Page MenuHomePhabricator

Ensure SRE team has a good understanding of how & when to declare an outage on the status page; & it is easy to do so
Closed, ResolvedPublic

Description

This umbrella task encompasses a few things (possibly deserving of sub-tasks):

  • The SRE team cultivates a good understanding of what kinds and severities of outages merit being [manually] posted on Statuspage
  • The process for doing so is both well-understood (all of: training, documentation, and practice) and easy (boilerplate templates for common scenarios and maintenances, possibly also software tooling for pushbutton opening of incidents)

Re: boilerplate templates, here's a partial list of common scenarios for which we should be well-prepared:
This list is incomplete. You can help by expanding it.

  • Readonly intervals, for brief primary database maintenances (generally <1–5 minutes) and for longer intervals like the regular datacenter switchover (~1hr reserved, even if usually faster)
  • Outages where application servers are saturated or otherwise malfunctioning, which predominantly affects logged-in users and users making edits. Our CDN is relatively good at shielding anonymous users and other cacheable traffic from impact in this scenario.
    • Some flavors of issue will only affect certain wikis, or specific pages on specific wikis, or specific features. Other flavors will affect all logged-in users.
  • Outages where our CDN or our connectivity to parts of the Internet are impacted. This will affect users of any of our services, although depending on the nature of the outage it may only affect users with certain ISPs or from certain geographical areas. One complication that we should be prepared for is that outages of this type will not always be our 'fault', or even actionable on our behalf -- so we probably need a couple different flavors of user messaging.
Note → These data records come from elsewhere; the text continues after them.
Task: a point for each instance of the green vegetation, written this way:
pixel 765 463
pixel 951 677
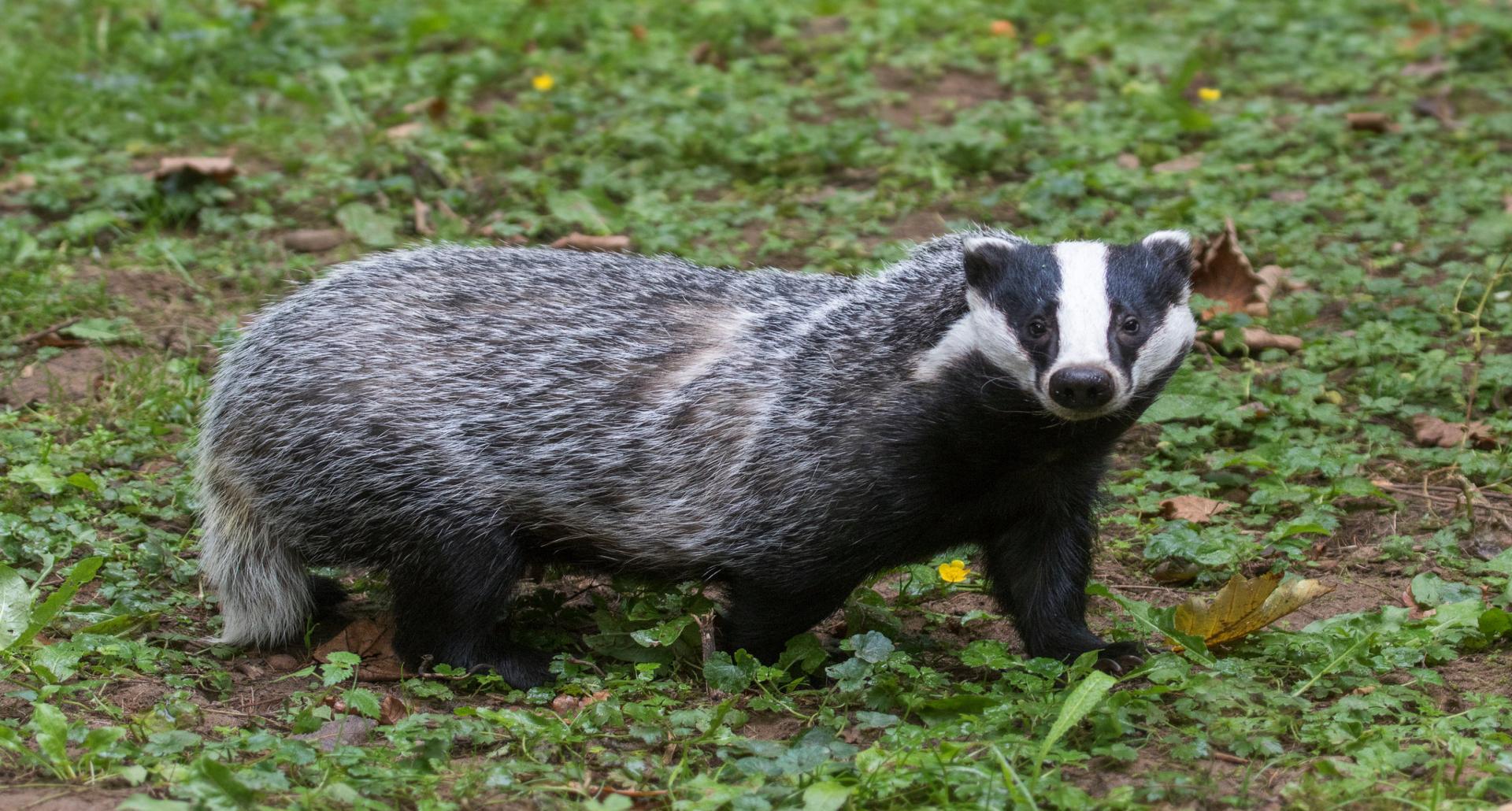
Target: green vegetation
pixel 754 132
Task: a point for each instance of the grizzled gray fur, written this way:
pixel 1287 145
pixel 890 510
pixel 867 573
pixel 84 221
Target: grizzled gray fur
pixel 451 415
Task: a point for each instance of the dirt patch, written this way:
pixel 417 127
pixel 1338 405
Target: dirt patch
pixel 72 377
pixel 772 727
pixel 165 308
pixel 918 226
pixel 933 100
pixel 1485 674
pixel 1219 776
pixel 135 694
pixel 61 798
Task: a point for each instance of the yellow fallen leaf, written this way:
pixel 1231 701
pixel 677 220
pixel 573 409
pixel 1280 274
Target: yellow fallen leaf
pixel 1245 605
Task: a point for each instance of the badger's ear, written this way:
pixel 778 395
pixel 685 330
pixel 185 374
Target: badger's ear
pixel 1172 249
pixel 986 261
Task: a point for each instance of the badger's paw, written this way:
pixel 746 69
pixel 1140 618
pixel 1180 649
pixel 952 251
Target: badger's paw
pixel 521 668
pixel 524 668
pixel 1121 657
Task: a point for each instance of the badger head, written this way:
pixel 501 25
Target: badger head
pixel 1084 328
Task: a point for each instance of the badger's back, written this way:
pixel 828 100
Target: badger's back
pixel 616 403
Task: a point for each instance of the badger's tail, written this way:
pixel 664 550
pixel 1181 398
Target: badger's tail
pixel 265 587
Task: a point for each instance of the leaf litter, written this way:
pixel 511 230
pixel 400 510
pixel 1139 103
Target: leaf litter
pixel 1245 605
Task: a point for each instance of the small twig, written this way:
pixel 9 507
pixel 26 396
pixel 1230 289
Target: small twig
pixel 34 338
pixel 632 791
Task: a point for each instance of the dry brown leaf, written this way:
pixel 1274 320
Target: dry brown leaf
pixel 1193 509
pixel 1227 276
pixel 1440 108
pixel 566 704
pixel 422 218
pixel 1172 571
pixel 392 710
pixel 1370 121
pixel 19 183
pixel 586 243
pixel 1245 605
pixel 402 132
pixel 372 640
pixel 435 106
pixel 1426 69
pixel 313 239
pixel 1254 339
pixel 218 168
pixel 1183 164
pixel 703 54
pixel 1432 431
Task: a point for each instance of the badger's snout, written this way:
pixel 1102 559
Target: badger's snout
pixel 1081 387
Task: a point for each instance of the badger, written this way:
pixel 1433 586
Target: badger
pixel 451 415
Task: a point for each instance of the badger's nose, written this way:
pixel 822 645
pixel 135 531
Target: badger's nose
pixel 1081 387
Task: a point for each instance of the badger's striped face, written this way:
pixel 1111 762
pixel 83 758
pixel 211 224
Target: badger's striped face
pixel 1083 326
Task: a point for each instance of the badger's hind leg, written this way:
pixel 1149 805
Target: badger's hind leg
pixel 448 601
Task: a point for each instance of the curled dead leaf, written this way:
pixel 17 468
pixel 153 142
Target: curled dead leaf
pixel 1432 431
pixel 422 218
pixel 1227 276
pixel 566 704
pixel 313 239
pixel 435 106
pixel 372 640
pixel 402 132
pixel 1172 571
pixel 19 183
pixel 1254 339
pixel 392 710
pixel 587 243
pixel 1193 509
pixel 1245 605
pixel 218 168
pixel 1426 69
pixel 1183 164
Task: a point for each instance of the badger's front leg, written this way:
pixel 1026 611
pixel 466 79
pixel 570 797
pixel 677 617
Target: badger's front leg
pixel 448 605
pixel 764 613
pixel 1040 576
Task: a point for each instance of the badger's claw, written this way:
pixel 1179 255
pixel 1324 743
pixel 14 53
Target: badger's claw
pixel 1116 666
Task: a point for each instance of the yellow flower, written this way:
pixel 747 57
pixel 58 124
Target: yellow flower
pixel 954 571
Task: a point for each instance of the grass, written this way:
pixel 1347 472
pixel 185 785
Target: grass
pixel 754 134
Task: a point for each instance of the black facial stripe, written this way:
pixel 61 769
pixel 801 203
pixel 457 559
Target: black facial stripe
pixel 1025 287
pixel 1140 287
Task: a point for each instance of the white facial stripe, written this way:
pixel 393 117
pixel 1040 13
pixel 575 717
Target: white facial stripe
pixel 1183 238
pixel 1169 341
pixel 983 328
pixel 977 243
pixel 1083 315
pixel 997 341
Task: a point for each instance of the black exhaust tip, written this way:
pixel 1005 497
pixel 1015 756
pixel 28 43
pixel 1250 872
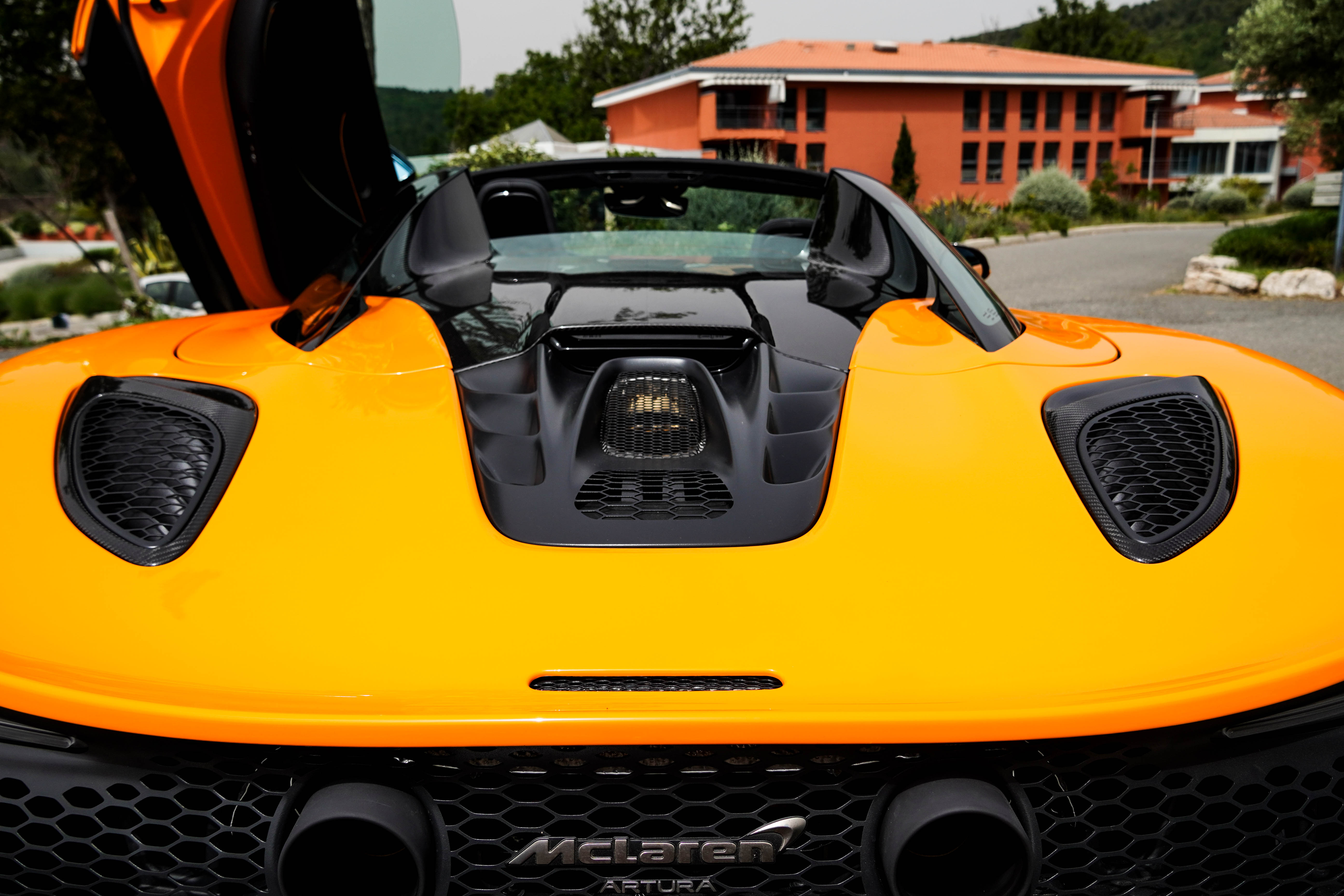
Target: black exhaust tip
pixel 357 839
pixel 955 837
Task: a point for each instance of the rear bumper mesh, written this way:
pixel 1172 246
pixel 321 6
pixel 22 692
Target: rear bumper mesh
pixel 1131 815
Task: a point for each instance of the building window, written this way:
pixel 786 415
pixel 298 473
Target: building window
pixel 1081 162
pixel 1082 111
pixel 790 111
pixel 995 164
pixel 1107 113
pixel 1201 159
pixel 998 109
pixel 1054 109
pixel 816 109
pixel 1253 159
pixel 970 163
pixel 1104 155
pixel 1029 109
pixel 971 111
pixel 1026 159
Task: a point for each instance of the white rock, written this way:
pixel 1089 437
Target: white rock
pixel 1219 283
pixel 1209 263
pixel 1304 283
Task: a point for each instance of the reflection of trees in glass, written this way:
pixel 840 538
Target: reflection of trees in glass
pixel 709 210
pixel 495 330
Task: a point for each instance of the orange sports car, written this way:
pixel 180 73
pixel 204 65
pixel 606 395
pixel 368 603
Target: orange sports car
pixel 634 526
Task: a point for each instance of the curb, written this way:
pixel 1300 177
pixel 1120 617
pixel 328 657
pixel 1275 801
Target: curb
pixel 1017 240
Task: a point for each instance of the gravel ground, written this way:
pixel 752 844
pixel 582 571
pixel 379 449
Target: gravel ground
pixel 1116 276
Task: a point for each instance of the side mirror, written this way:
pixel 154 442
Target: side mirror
pixel 978 260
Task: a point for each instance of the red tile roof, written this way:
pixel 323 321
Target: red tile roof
pixel 924 58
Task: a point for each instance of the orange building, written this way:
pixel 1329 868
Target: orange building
pixel 982 118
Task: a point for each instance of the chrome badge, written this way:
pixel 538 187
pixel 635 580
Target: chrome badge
pixel 760 847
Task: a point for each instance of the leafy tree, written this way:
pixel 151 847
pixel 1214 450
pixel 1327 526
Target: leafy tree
pixel 1285 45
pixel 1082 31
pixel 48 109
pixel 904 178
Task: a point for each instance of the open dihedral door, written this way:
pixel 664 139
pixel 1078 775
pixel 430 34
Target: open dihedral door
pixel 253 130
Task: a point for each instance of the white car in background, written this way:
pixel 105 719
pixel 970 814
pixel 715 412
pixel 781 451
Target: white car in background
pixel 174 293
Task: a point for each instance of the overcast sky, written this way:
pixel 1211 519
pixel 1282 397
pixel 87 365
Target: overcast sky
pixel 497 34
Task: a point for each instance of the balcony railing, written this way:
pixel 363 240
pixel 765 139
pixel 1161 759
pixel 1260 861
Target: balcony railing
pixel 748 118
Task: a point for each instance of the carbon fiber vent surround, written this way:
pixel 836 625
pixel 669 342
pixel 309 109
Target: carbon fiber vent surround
pixel 144 461
pixel 1154 460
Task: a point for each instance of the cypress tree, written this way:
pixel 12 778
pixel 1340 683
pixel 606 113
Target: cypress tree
pixel 904 179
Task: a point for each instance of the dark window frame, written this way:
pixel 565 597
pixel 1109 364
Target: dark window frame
pixel 995 163
pixel 1030 156
pixel 1030 112
pixel 998 111
pixel 971 104
pixel 816 111
pixel 971 154
pixel 1107 112
pixel 1054 109
pixel 1082 109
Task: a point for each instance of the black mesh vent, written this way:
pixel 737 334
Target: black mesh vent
pixel 143 461
pixel 1156 461
pixel 654 495
pixel 1152 457
pixel 656 683
pixel 652 414
pixel 142 467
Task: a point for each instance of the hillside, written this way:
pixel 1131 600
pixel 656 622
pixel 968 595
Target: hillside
pixel 1185 34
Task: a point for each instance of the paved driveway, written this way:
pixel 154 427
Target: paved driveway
pixel 1116 276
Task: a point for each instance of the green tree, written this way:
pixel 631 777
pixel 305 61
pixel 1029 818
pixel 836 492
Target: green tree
pixel 904 179
pixel 1281 46
pixel 48 111
pixel 1081 31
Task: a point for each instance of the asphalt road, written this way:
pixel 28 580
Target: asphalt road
pixel 1116 275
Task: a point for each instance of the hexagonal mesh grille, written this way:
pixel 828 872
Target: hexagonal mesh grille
pixel 652 414
pixel 1113 823
pixel 654 495
pixel 1116 819
pixel 142 467
pixel 197 825
pixel 1155 461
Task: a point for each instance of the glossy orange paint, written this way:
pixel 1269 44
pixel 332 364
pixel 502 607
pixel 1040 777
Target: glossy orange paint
pixel 183 49
pixel 350 589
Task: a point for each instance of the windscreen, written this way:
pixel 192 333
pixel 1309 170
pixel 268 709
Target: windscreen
pixel 702 230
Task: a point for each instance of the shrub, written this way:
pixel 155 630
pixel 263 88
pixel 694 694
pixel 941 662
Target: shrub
pixel 28 225
pixel 1302 241
pixel 1253 190
pixel 1052 191
pixel 1229 202
pixel 1299 197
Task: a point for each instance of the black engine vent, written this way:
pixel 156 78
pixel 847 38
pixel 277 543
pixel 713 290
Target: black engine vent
pixel 654 495
pixel 656 683
pixel 144 461
pixel 1152 457
pixel 652 414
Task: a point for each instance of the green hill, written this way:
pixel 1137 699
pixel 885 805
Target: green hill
pixel 415 120
pixel 1185 34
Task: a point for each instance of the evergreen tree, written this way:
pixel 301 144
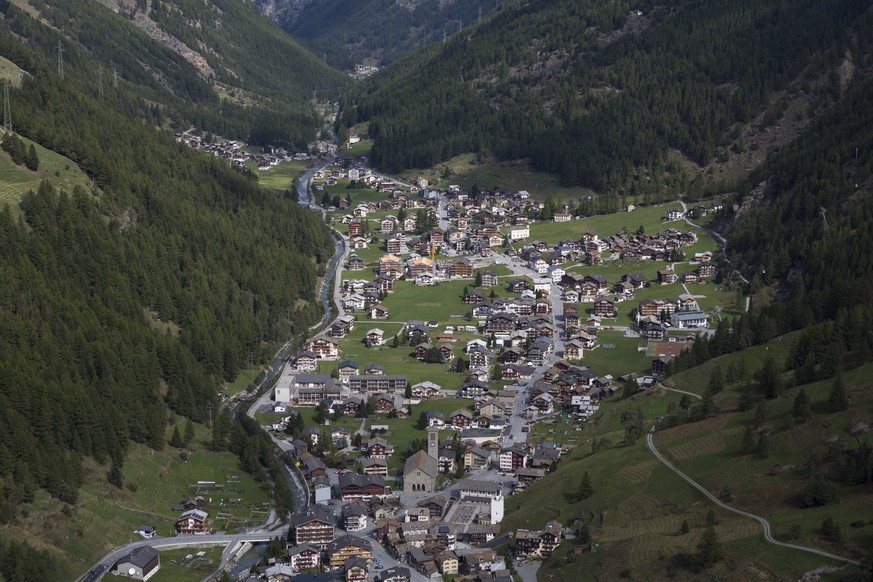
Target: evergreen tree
pixel 716 380
pixel 838 400
pixel 801 408
pixel 763 445
pixel 188 436
pixel 748 442
pixel 422 421
pixel 586 489
pixel 709 549
pixel 115 475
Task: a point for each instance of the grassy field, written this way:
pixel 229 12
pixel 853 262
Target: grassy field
pixel 639 505
pixel 61 172
pixel 621 359
pixel 188 565
pixel 281 176
pixel 510 176
pixel 11 71
pixel 105 517
pixel 242 381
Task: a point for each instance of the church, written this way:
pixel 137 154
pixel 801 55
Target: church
pixel 421 469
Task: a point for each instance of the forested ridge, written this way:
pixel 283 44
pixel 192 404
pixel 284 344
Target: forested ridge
pixel 349 32
pixel 268 78
pixel 145 294
pixel 591 91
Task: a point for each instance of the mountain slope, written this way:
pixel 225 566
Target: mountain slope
pixel 593 91
pixel 129 302
pixel 349 32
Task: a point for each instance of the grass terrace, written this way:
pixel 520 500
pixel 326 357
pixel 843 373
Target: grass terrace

For each of these scenarios, we should have a few sentences of standardized text ready and uploaded into the Incident templates feature on Statuspage.

Event Timeline

Peachey88 renamed this task from SRE team has a good understanding of how & when to declare an outage on the status page; & it is easy to do so to Ensure SRE team has a good understanding of how & when to declare an outage on the status page; & it is easy to do so.Jun 29 2021, 9:08 PM
herron triaged this task as Medium priority.Jul 1 2021, 5:29 PM

As of yesterday, instructions have been shared with the SRE team and access has been granted. This task is either "done" or "in need of review of how we did in ~a quarter from now" depending on how you think about it.

@CDanis I think this is probably good to close, we can always reopen if there are concerns.